ECLI:NL:CRVB:2013:1821
Centrale Raad van Beroep
- Hoger beroep
- Rechtspraak.nl
Terugvordering van bijstand en gezamenlijke huishouding
In deze zaak heeft de Centrale Raad van Beroep op 24 september 2013 uitspraak gedaan in hoger beroep tegen een eerdere uitspraak van de rechtbank 's-Gravenhage. Appellante ontving sinds 31 december 2002 bijstand als alleenstaande ouder, maar het college van burgemeester en wethouders van Delft heeft deze bijstand over een periode van vier jaar ingetrokken, omdat appellante niet had gemeld dat zij een gezamenlijke huishouding voerde met een andere persoon. Het college heeft de kosten van de onterecht verleende bijstand teruggevorderd, wat leidde tot een juridisch geschil.
De rechtbank had eerder het beroep van appellante tegen de niet-ontvankelijkheid van haar bezwaar ongegrond verklaard. Appellante heeft in hoger beroep aangevoerd dat zij niet in een gezamenlijke huishouding leefde en dat zij het college altijd correct heeft geïnformeerd. Tevens stelde zij dat er nieuwe feiten waren, omdat zij in een strafzaak was vrijgesproken van bijstandsfraude. De Raad heeft echter geoordeeld dat appellante geen nieuwe feiten of omstandigheden had aangevoerd die de herziening van het besluit van het college rechtvaardigden. De Raad bevestigde dat de eerdere besluiten van het college, die de terugvordering van de bijstand betroffen, terecht waren.
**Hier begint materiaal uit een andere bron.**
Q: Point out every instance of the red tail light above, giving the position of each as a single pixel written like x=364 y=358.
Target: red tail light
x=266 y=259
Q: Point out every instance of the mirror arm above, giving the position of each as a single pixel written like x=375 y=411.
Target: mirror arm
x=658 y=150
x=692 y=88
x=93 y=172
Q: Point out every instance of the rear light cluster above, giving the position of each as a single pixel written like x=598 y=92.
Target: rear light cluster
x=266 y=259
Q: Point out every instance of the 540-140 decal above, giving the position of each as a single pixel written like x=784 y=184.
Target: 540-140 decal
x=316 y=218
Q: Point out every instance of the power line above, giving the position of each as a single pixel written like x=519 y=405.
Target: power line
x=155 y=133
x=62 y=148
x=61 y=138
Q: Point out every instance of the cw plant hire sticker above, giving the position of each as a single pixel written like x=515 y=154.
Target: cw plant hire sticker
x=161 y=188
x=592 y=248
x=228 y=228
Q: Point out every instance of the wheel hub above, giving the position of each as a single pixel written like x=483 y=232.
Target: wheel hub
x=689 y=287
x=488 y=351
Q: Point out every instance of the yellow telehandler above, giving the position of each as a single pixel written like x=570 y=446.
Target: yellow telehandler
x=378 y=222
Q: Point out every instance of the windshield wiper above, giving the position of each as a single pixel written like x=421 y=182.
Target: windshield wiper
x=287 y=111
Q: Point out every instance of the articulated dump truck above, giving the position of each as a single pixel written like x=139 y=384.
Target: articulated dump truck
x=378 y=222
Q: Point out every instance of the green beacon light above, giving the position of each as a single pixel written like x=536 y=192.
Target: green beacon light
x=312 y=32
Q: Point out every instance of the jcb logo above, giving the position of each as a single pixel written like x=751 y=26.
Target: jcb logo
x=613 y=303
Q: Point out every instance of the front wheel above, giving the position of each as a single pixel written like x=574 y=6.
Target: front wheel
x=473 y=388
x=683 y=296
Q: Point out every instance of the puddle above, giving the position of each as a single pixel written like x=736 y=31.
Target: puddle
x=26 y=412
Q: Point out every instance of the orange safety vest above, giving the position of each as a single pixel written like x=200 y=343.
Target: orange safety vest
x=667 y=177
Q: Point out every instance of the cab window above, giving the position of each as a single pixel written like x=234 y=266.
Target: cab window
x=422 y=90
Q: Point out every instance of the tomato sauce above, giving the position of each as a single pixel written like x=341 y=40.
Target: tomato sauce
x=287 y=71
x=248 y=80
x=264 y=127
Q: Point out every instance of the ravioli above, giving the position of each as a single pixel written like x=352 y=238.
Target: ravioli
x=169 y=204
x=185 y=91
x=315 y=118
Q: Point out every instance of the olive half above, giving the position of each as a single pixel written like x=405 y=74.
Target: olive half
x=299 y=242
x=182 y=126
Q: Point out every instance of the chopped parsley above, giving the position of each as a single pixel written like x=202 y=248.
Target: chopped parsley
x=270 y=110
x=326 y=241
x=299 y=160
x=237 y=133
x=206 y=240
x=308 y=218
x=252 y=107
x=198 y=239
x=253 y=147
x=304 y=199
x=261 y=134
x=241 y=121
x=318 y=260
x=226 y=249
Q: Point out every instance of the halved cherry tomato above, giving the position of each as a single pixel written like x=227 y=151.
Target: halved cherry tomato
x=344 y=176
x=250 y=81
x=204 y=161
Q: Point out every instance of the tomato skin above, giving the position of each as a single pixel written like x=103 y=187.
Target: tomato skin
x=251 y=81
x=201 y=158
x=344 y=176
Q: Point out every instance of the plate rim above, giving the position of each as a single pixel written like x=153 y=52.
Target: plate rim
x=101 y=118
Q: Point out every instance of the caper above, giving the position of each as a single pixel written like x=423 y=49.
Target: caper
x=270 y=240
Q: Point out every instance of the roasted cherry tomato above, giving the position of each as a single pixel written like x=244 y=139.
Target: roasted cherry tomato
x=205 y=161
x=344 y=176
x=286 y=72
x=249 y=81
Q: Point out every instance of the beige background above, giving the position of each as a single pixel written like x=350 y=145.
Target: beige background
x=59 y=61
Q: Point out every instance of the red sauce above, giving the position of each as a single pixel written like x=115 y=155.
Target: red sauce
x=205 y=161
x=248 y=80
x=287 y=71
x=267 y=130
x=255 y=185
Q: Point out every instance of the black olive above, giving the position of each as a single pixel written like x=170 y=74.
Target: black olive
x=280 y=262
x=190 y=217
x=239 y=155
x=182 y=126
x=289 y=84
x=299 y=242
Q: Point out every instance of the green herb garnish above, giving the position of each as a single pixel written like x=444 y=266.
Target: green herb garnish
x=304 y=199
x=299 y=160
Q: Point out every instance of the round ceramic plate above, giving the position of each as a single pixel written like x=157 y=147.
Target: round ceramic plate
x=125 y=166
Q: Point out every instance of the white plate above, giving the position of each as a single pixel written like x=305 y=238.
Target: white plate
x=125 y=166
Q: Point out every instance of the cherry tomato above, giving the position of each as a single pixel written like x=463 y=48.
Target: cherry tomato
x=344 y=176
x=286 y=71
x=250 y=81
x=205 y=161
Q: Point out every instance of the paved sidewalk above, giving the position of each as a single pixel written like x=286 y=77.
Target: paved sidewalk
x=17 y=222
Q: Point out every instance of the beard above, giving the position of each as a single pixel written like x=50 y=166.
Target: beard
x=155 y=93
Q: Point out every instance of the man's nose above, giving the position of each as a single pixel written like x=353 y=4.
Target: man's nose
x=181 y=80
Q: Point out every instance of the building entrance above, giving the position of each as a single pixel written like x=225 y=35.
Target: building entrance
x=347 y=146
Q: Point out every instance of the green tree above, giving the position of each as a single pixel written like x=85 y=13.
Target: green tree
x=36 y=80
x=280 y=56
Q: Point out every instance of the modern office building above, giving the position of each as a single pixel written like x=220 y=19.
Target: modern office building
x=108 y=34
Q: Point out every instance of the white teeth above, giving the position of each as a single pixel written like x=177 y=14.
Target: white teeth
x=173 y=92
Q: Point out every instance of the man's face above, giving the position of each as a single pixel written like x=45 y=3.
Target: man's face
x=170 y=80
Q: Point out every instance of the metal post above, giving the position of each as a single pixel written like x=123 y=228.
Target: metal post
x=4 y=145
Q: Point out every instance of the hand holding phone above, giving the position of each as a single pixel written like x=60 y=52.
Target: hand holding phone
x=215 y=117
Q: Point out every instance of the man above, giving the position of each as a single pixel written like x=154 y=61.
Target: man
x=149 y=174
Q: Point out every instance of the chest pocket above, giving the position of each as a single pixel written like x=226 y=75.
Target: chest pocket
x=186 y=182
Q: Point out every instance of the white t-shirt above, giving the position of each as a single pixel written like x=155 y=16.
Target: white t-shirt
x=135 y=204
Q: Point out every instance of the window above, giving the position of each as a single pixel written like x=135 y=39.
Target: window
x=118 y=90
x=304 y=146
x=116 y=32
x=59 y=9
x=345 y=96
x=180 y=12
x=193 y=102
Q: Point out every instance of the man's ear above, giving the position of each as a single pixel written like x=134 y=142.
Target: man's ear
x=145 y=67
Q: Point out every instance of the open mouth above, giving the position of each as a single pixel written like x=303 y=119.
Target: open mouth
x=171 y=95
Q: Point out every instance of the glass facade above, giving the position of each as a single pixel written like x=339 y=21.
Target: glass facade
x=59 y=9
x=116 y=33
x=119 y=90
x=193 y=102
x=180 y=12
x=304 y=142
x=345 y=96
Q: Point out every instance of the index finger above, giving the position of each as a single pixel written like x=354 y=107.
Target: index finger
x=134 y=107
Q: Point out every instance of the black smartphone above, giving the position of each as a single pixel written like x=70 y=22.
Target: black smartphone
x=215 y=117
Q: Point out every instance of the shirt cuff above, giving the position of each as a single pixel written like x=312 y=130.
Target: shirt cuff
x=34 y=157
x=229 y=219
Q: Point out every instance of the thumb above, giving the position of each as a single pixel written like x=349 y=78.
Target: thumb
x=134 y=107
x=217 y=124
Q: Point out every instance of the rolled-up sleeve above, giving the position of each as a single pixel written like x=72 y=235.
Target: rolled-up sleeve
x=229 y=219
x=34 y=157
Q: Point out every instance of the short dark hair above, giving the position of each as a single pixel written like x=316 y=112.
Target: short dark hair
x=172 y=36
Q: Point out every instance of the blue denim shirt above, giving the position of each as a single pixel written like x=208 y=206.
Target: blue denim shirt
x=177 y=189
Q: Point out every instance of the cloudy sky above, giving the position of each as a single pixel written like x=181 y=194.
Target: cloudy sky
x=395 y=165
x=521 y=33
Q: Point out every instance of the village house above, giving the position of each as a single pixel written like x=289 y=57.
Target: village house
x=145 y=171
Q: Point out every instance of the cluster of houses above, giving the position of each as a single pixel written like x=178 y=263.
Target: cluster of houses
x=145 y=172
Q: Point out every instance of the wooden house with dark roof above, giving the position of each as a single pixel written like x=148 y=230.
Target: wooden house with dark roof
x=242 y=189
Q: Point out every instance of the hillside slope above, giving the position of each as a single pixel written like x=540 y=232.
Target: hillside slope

De uitspraak benadrukt het belang van de inlichtingenverplichting voor bijstandsontvangers en de gevolgen van het niet naleven daarvan. De Raad concludeerde dat het hoger beroep van appellante niet slaagde en bevestigde de eerdere uitspraak van de rechtbank. Er werd geen veroordeling in proceskosten uitgesproken, en de Raad merkte op dat er voldoende feitelijke grondslag was voor het standpunt van het college over de gezamenlijke huishouding, maar dat appellante niet de inlichtingenverplichting had geschonden.